God is with Israel if Israel will only be with God. And if the world
will only treat us fifty percent as well as we have treated them, it
is all we ask of them; and if they won't, we will still continue to do
them good. And when the day comes that all men will be brought to
justice, we want to feel conscientiously free from the blood of this
generation. Do we want the aged and infirm to go and preach the
Gospel. No. Had there been time yesterday, I would have very much
liked to have heard the brethren of the priesthood express their
feelings; but I would say to you, High Priests, get together and
humble yourselves before God, seek unto Him for wisdom to guide you in
all your operations, and prepare your-selves to magnify your offices
in the various duties of your calling, which is really that of
presiding, that when changes may take place in the present Stakes, or
other Stakes may be organized, you may be prepared as President and
council, as Bishops and council, as High Councils, or whatever office
you may be called to fill.

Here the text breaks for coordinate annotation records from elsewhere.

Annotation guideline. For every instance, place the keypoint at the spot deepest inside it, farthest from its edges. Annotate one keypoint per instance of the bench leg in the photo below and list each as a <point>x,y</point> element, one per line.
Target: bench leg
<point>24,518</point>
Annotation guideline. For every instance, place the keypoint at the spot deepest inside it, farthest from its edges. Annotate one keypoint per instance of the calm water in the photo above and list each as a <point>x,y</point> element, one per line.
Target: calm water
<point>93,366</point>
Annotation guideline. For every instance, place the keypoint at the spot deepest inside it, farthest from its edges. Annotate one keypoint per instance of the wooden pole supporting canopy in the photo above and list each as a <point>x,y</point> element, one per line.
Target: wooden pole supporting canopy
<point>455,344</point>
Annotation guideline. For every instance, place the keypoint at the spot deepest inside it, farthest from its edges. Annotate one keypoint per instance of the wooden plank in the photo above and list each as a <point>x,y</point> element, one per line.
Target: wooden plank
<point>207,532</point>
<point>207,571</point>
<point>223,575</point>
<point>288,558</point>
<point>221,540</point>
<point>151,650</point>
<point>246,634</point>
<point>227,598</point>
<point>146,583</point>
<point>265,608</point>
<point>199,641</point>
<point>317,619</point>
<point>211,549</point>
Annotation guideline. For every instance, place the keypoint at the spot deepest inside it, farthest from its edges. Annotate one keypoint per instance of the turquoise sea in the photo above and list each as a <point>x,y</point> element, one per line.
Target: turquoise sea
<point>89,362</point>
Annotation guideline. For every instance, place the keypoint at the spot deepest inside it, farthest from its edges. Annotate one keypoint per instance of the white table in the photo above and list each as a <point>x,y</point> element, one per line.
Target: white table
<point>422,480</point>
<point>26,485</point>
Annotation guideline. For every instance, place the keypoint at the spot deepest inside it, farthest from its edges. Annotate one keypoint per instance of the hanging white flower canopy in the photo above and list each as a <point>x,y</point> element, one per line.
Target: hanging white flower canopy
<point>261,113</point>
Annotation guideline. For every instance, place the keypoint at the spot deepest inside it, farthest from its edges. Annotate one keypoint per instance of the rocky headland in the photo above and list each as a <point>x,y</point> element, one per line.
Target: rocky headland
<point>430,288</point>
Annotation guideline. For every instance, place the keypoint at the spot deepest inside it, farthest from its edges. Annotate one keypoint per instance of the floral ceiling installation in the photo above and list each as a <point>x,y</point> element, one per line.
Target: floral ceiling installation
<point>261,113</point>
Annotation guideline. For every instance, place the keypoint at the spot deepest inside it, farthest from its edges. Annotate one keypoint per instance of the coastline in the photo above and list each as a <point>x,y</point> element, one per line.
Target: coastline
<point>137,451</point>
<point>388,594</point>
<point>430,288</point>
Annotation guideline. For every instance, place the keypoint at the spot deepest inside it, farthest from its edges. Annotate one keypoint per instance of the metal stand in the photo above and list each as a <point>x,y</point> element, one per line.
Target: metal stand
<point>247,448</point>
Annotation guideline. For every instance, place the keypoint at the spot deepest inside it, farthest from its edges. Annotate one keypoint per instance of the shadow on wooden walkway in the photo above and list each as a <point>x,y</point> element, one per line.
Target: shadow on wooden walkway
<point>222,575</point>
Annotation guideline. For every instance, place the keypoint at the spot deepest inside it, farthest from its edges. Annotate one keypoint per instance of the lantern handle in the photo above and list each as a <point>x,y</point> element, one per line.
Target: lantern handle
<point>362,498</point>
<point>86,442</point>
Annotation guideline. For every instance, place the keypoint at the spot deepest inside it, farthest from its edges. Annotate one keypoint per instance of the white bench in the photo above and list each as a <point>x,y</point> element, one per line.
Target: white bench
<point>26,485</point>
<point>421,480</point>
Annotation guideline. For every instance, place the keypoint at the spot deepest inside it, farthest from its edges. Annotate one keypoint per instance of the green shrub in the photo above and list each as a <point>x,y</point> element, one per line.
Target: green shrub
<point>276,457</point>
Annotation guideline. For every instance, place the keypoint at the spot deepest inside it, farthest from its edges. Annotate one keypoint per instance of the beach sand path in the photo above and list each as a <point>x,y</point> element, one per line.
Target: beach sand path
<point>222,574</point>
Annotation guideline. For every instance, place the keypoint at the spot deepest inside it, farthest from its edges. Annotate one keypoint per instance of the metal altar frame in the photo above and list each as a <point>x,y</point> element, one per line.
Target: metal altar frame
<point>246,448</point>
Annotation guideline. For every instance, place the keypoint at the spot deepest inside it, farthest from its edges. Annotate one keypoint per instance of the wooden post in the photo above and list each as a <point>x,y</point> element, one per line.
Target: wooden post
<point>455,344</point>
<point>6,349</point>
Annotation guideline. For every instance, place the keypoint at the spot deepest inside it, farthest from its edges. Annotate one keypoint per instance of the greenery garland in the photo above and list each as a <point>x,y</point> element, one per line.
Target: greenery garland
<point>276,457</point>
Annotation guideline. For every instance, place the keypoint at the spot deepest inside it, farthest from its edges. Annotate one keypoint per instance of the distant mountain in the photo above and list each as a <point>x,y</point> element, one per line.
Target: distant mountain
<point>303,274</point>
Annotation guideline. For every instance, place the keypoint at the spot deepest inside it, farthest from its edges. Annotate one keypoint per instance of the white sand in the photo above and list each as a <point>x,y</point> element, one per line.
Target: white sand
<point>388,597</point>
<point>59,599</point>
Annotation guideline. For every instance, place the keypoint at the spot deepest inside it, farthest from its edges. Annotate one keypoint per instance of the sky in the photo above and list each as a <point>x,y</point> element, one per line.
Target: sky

And I would say the same to the Seventies
and also to the Elders, prepare to magnify your callings. Let us
humble ourselves before God, and purify ourselves and walk in
uprightness before him and live our religion and magnify our calling,
and be quick and active and diligent; and energetic in the performance
of our duties, and the power of God will rest upon the Priesthood, and
they will be prepared to go to the nations to proclaim the Gospel
message to all peoples.
I do not know how many we will want to call at our approaching
conference; I have had applications for twenty to fill missions
in the Southern States, besides a great many other places, but whether
few or many be needed, we must be in readiness at all times and under
all circumstances to magnify our Priesthood and to do everything
required of us. We will build our Temples and be Saviors on Mount
Zion, and the kingdom will be our Lord's.
God bless you and lead you in the paths of life. Amen.